A Gene Set Foundation Model Pre-Trained on a Massive Collection of Diverse Gene Sets
1.A new gene set foundation model (GSFM) is introduced, trained on over one million gene sets mined from two large resources—Rummagene and RummaGEO—offering a wide, unlabeled view of biological knowledge without relying on single-cell data.
2.GSFM outperforms state-of-the-art methods like PrismEXP and GenePT in gene function prediction across both curated gene libraries (like KEGG and GO BP) and data-driven ones (like ChEA and GWAS).
3.Rummagene, a key data source, extracts gene sets from supplementary tables of PMC papers, capturing diverse biological contexts. RummaGEO contributes sets derived from differential expression analysis of thousands of RNA-seq studies in GEO.
4.The top-performing GSFM architecture is a simple multi-hot encoded Denoising Autoencoder (DAE), trained to predict held-out genes in gene sets using self-supervised learning.
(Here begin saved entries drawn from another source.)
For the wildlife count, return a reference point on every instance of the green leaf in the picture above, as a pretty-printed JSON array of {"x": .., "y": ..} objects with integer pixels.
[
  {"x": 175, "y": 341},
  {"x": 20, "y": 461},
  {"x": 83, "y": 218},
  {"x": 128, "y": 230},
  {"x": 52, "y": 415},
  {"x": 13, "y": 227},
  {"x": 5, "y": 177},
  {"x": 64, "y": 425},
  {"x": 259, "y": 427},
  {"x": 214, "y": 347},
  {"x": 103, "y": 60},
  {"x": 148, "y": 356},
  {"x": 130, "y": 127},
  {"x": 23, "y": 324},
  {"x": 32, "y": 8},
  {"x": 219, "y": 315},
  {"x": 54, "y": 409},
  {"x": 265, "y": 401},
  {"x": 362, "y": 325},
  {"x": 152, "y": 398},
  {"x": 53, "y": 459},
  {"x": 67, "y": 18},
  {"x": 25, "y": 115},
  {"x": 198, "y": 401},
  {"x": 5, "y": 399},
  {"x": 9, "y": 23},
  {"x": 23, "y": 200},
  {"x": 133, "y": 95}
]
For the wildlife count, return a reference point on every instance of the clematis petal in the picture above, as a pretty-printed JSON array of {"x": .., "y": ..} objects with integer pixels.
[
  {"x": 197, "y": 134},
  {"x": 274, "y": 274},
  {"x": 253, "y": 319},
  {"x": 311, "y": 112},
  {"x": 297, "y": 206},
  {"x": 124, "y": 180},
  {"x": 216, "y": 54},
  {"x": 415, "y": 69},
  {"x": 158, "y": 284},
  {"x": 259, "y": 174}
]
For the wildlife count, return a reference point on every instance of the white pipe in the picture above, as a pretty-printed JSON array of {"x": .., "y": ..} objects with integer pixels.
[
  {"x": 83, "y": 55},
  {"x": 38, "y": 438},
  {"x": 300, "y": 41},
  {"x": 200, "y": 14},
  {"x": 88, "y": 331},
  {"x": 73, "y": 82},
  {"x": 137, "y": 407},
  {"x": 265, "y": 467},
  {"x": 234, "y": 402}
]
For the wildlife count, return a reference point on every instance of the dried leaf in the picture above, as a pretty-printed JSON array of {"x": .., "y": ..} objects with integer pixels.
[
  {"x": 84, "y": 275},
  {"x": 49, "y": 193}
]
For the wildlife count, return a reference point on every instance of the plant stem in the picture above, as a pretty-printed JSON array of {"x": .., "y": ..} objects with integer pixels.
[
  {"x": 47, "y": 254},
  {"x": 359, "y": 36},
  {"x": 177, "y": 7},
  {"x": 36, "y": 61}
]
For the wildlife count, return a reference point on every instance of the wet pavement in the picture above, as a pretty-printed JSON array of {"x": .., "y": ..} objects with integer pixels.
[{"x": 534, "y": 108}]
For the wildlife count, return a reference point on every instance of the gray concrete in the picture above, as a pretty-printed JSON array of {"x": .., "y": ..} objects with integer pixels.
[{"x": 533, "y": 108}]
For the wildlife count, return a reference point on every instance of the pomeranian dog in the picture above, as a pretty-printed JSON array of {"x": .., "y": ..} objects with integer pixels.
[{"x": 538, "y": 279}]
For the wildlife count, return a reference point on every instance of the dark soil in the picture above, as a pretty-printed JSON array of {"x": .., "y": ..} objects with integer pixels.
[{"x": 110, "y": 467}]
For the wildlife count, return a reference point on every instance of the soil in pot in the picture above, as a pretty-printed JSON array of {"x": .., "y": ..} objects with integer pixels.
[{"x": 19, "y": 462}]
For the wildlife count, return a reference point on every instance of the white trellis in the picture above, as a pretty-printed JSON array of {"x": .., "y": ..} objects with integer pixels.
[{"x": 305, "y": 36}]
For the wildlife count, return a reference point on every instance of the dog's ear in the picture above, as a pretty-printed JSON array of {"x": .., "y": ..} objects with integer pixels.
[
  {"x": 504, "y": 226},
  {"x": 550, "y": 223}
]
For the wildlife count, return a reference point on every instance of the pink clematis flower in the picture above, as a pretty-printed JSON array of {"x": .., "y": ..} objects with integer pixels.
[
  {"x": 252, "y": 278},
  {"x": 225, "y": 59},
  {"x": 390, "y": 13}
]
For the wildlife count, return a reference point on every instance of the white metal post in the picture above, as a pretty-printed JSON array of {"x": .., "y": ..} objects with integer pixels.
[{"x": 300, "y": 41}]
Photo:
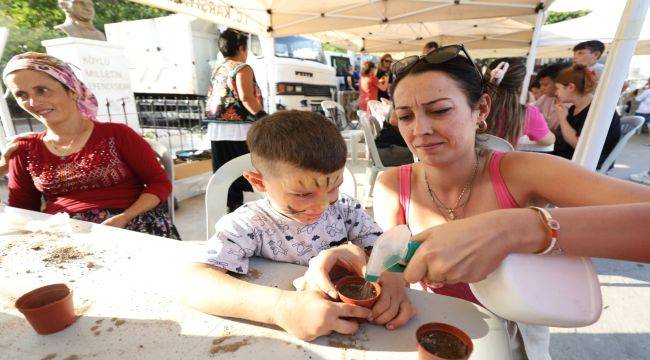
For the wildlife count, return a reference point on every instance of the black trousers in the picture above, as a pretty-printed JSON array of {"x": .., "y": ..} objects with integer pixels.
[{"x": 222, "y": 152}]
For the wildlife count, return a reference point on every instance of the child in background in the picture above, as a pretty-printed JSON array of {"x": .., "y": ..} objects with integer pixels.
[{"x": 299, "y": 158}]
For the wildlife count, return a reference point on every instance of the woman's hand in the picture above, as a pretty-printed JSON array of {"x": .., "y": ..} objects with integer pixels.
[
  {"x": 468, "y": 250},
  {"x": 119, "y": 220}
]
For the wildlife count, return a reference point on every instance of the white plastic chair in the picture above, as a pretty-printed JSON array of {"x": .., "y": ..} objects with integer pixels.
[
  {"x": 165, "y": 158},
  {"x": 216, "y": 193},
  {"x": 336, "y": 114},
  {"x": 378, "y": 110},
  {"x": 376, "y": 166},
  {"x": 629, "y": 126},
  {"x": 492, "y": 142}
]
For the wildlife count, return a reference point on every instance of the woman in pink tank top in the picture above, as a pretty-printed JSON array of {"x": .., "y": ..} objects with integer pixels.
[{"x": 464, "y": 200}]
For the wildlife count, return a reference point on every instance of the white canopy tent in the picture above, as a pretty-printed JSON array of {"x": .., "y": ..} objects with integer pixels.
[
  {"x": 557, "y": 40},
  {"x": 293, "y": 17}
]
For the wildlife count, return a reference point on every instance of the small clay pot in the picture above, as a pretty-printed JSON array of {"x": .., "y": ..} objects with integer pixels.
[
  {"x": 48, "y": 309},
  {"x": 356, "y": 280},
  {"x": 448, "y": 331}
]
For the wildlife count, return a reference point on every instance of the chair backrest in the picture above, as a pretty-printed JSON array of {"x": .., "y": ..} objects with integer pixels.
[
  {"x": 216, "y": 193},
  {"x": 492, "y": 142},
  {"x": 335, "y": 113},
  {"x": 165, "y": 158},
  {"x": 379, "y": 110},
  {"x": 629, "y": 125},
  {"x": 369, "y": 134}
]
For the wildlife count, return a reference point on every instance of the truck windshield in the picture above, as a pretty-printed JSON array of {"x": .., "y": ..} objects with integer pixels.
[{"x": 299, "y": 48}]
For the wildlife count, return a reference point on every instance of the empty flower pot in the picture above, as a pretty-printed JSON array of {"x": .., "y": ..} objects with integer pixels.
[
  {"x": 351, "y": 291},
  {"x": 442, "y": 341},
  {"x": 48, "y": 309}
]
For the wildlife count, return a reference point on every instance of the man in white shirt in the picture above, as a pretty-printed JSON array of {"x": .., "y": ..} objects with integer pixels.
[{"x": 588, "y": 53}]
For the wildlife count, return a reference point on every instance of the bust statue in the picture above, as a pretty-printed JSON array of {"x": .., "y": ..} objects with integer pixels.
[{"x": 79, "y": 15}]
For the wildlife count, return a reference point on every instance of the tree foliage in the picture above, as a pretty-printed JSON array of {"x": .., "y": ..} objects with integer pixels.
[
  {"x": 557, "y": 16},
  {"x": 32, "y": 21}
]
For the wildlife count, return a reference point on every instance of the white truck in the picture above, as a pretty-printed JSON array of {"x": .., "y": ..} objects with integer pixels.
[{"x": 173, "y": 56}]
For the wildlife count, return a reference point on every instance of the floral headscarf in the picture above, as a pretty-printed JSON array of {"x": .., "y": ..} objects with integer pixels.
[{"x": 59, "y": 70}]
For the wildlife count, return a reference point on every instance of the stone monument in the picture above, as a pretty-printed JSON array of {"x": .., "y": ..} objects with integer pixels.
[{"x": 79, "y": 15}]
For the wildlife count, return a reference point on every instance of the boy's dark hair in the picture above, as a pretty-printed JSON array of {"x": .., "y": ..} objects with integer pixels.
[
  {"x": 303, "y": 139},
  {"x": 551, "y": 71},
  {"x": 230, "y": 41},
  {"x": 591, "y": 45}
]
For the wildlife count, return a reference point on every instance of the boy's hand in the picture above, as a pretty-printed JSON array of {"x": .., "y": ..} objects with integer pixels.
[
  {"x": 349, "y": 256},
  {"x": 308, "y": 315},
  {"x": 393, "y": 307}
]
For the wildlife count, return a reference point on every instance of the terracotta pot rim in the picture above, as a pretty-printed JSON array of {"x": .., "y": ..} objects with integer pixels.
[
  {"x": 450, "y": 329},
  {"x": 20, "y": 302},
  {"x": 356, "y": 279}
]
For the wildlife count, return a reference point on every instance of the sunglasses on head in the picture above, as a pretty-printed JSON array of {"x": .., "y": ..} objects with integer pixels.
[{"x": 436, "y": 56}]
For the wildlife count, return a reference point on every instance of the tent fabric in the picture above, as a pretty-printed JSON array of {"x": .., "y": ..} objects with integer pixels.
[{"x": 292, "y": 17}]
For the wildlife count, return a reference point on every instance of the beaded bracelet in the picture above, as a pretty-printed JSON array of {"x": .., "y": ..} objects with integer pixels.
[{"x": 553, "y": 227}]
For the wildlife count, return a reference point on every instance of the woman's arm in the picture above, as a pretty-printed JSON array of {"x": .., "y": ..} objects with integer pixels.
[
  {"x": 468, "y": 250},
  {"x": 143, "y": 204},
  {"x": 142, "y": 160},
  {"x": 304, "y": 314},
  {"x": 22, "y": 191},
  {"x": 246, "y": 90},
  {"x": 547, "y": 140}
]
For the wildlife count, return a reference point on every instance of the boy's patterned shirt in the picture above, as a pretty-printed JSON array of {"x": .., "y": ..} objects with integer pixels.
[{"x": 256, "y": 228}]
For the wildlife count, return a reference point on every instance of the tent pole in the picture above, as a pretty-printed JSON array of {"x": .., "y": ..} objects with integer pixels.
[
  {"x": 532, "y": 54},
  {"x": 592, "y": 139},
  {"x": 7, "y": 125}
]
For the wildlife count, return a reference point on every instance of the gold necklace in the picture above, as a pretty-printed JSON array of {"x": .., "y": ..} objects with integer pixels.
[{"x": 450, "y": 213}]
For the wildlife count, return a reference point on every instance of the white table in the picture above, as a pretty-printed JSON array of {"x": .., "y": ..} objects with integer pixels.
[{"x": 130, "y": 311}]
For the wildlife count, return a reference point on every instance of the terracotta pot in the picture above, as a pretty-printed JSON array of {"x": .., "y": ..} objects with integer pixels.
[
  {"x": 367, "y": 303},
  {"x": 424, "y": 354},
  {"x": 48, "y": 309}
]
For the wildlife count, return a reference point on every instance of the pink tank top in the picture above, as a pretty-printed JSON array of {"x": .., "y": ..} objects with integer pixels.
[{"x": 504, "y": 197}]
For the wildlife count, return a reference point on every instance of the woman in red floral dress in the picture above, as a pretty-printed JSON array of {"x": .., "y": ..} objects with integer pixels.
[{"x": 99, "y": 172}]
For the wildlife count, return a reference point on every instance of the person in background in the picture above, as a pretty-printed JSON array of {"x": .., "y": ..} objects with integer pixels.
[
  {"x": 546, "y": 103},
  {"x": 349, "y": 81},
  {"x": 431, "y": 45},
  {"x": 575, "y": 86},
  {"x": 391, "y": 146},
  {"x": 643, "y": 98},
  {"x": 441, "y": 106},
  {"x": 234, "y": 102},
  {"x": 508, "y": 119},
  {"x": 369, "y": 85},
  {"x": 536, "y": 90},
  {"x": 588, "y": 53},
  {"x": 94, "y": 171},
  {"x": 383, "y": 72}
]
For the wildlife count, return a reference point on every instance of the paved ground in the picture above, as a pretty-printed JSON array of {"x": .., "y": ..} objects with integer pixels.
[{"x": 622, "y": 333}]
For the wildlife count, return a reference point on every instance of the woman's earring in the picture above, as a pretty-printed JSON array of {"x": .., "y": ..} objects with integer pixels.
[{"x": 482, "y": 126}]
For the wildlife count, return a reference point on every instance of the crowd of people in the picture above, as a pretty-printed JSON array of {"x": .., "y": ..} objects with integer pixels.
[{"x": 470, "y": 206}]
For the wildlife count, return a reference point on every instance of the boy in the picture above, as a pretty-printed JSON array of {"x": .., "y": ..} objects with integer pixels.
[
  {"x": 299, "y": 158},
  {"x": 588, "y": 53}
]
It achieves robust generalization and interpretability.
5.Extensive benchmarking shows that training on Rummagene alone leads to superior results compared to using RummaGEO or the combined dataset, likely due to the greater diversity and sparsity of the gene set space captured.
6.GSFM enables zero-shot predictions—no retraining required—by completing partially known gene sets or predicting gene membership for arbitrary sets across a wide variety of libraries.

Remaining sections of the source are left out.